The DHRC, which was founded by Ebadi, who won the 2003 Nobel Peace Prize, and other prominent Iranian human rights defenders in 2000, planned to hold the 60th anniversary celebration of the Universal Declaration of Human Rights at their Tehran office on December 21. "The closure of DHRC is not just an attack on Shirin Ebadi and her Iranian colleagues, but on the entire international human rights community of which she is an influential and important member," said Kenneth Roth, executive director of Human Rights Watch. "The Iranian authorities should allow the center to reopen and investigate why it was raided in the first place."

The International Campaign for Human Rights in Iran and Human Rights Watch expressed serious concerns of further persecution and possible prosecutions of Ebadi and DHRC members. In similar cases, Iranian authorities have frequently followed office raids and other harassment with arbitrary arrests and detention, often leading to prosecutions on dubious charges. Currently, Mohammad Sadiq Kaboudvand, founder of the Kurdistan Human Rights Organization, is serving a 10-year prison sentence solely for his activities as a human rights defender.

Narges Mohammadi, DHRC’s spokesperson, told the International Campaign for Human Rights in Iran that nearly 300 human rights defenders and supporters had been invited to the private celebration. She said a few hours before the start of the program, at around 3 p.m., she arrived at DHRC’s office to find dozens of police, members of state security forces, and plainclothes agents attempting to enter the building.

According to Mohammadi: "I asked them to produce a search warrant, but instead the commander told me, ‘My uniform is the legal basis, I don’t need to give you any warrant.’ As I was discussing the issue with the uniformed officer in charge, a plainclothes agent physically approached and threatened me while shouting insults. Police agents quickly restrained him and moved him away while he was shouting at me, ‘If you were not a woman, I would drag your legs and throw you into the street.’" The government agents entered the office while Mohammadi, Ebadi, and two other DHRC members were present. The agents filmed the premises, made an inventory, and forced the center’s members to leave before putting locks on all entrances.

Security forces videotaped guests as they arrived for the event, and prevented them from approaching the building. They also confiscated journalists’ cameras. "Plainclothes agents attacked and intimidated guests. In one instance, they beat a member of DHRC, Hadi Esmailzadeh, on his chest and head and took his mobile telephone away. Their behavior was violent and vulgar," Mohammadi said.

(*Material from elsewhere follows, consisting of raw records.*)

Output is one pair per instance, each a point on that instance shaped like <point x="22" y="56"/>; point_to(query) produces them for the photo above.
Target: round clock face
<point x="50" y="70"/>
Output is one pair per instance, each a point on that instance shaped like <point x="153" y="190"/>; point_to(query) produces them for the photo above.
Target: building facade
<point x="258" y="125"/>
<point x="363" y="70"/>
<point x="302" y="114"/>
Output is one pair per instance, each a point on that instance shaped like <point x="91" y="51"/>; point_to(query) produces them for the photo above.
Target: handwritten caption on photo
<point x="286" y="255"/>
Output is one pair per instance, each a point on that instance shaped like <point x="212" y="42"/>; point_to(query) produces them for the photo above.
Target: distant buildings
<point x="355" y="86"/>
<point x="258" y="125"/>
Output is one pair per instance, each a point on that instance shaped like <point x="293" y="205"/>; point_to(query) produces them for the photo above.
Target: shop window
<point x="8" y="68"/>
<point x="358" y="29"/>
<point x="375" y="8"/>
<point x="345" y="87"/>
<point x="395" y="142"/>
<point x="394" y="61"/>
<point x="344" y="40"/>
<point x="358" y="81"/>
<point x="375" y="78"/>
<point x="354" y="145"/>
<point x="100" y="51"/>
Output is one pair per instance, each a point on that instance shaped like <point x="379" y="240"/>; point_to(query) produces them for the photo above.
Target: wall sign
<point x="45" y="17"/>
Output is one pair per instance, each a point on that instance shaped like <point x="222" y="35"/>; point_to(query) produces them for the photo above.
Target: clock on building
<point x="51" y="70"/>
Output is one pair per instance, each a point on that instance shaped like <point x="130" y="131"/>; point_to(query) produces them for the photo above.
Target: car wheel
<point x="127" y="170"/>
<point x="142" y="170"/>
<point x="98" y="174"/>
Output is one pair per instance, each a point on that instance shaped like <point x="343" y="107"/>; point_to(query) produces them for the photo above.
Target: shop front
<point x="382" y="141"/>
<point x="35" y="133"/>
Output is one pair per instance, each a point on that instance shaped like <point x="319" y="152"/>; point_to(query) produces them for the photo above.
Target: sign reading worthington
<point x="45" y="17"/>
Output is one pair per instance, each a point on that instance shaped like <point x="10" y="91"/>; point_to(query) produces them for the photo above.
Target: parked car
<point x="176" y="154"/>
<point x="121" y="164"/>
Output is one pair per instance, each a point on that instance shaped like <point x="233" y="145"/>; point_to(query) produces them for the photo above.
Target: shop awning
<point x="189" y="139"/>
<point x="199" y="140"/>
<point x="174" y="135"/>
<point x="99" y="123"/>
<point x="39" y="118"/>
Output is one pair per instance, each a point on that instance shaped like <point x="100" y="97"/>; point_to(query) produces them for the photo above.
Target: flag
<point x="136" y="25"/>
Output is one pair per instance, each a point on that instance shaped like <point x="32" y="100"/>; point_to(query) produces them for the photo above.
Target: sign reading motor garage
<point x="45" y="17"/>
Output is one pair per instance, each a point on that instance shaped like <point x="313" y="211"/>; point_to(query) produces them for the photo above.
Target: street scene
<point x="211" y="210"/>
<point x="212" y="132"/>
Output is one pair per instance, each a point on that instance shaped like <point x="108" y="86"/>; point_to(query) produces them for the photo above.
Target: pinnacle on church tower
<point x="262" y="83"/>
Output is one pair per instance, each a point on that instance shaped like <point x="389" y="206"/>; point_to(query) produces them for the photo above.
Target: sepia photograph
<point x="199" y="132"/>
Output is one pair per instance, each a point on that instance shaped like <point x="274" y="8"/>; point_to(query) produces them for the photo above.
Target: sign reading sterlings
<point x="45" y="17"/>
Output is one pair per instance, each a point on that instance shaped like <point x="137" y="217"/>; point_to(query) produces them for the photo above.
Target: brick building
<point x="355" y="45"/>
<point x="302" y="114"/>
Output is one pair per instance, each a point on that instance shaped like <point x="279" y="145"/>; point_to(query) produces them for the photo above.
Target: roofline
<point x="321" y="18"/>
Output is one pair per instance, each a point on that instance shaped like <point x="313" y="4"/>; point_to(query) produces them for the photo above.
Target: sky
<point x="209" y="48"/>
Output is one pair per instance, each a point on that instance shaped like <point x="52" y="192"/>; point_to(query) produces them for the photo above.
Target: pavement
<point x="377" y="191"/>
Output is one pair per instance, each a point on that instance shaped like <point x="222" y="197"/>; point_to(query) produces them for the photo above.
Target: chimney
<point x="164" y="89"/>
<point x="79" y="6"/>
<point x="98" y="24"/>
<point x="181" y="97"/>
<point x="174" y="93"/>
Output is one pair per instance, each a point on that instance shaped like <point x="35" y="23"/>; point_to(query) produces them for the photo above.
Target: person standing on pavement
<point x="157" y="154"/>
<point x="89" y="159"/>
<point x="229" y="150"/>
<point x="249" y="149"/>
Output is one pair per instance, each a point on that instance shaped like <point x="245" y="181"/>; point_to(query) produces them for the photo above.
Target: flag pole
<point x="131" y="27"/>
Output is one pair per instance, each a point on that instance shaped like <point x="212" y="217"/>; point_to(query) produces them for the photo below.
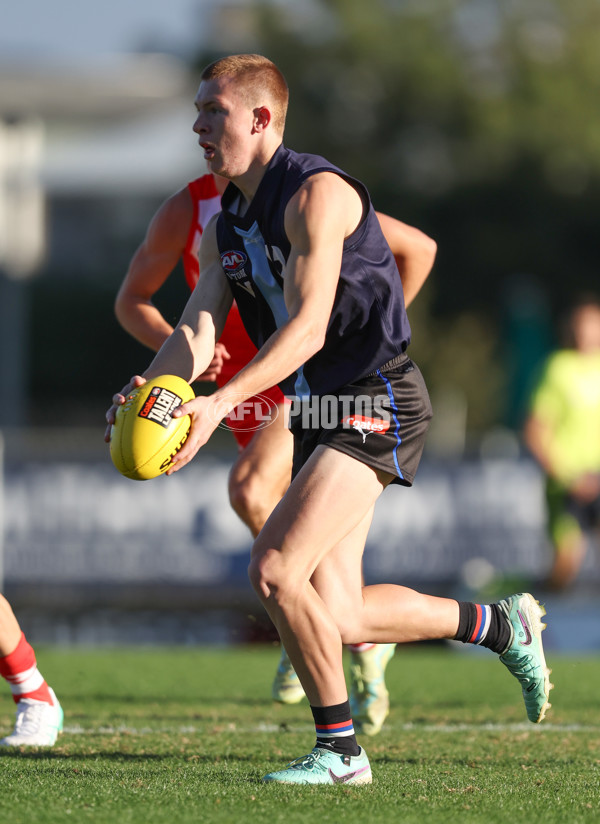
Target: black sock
<point x="483" y="624"/>
<point x="334" y="728"/>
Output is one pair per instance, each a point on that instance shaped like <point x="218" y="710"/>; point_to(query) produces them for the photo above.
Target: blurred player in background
<point x="39" y="715"/>
<point x="318" y="291"/>
<point x="563" y="434"/>
<point x="262" y="471"/>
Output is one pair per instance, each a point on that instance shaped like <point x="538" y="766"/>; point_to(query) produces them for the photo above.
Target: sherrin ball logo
<point x="145" y="436"/>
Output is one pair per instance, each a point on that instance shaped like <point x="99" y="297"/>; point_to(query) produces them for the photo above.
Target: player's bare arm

"If Shirin Ebadi and DHRC cannot hold a simple event to celebrate the 60th anniversary of the Universal Declaration of Human Rights, then no Iranian citizen has any security to talk about or advocate for human rights," said Hadi Ghaemi, spokesperson for the International Campaign for Human Rights in Iran. "This is a litmus test for the Iranian government’s tolerance of human rights defenders, and its results show ‘zero tolerance.’" DHRC’s mission statement describes its primary duties as "pro-bono legal defense of prisoners of conscience," "supporting families of prisoners of conscience," and "documentation and reporting of human rights abuses."

The government of Iran has an affirmative obligation to protect rights advocates. The United Nations Declaration on Human Rights Defenders, which the UN’s General Assembly adopted by consensus in 1998, declares that states "shall take all necessary measures to ensure the protection by the competent authorities of [human rights defenders] against any violence, threats, retaliation, de facto or de jure adverse discrimination, pressure or any other arbitrary actions" as a consequence of their legitimate effort to promote human rights.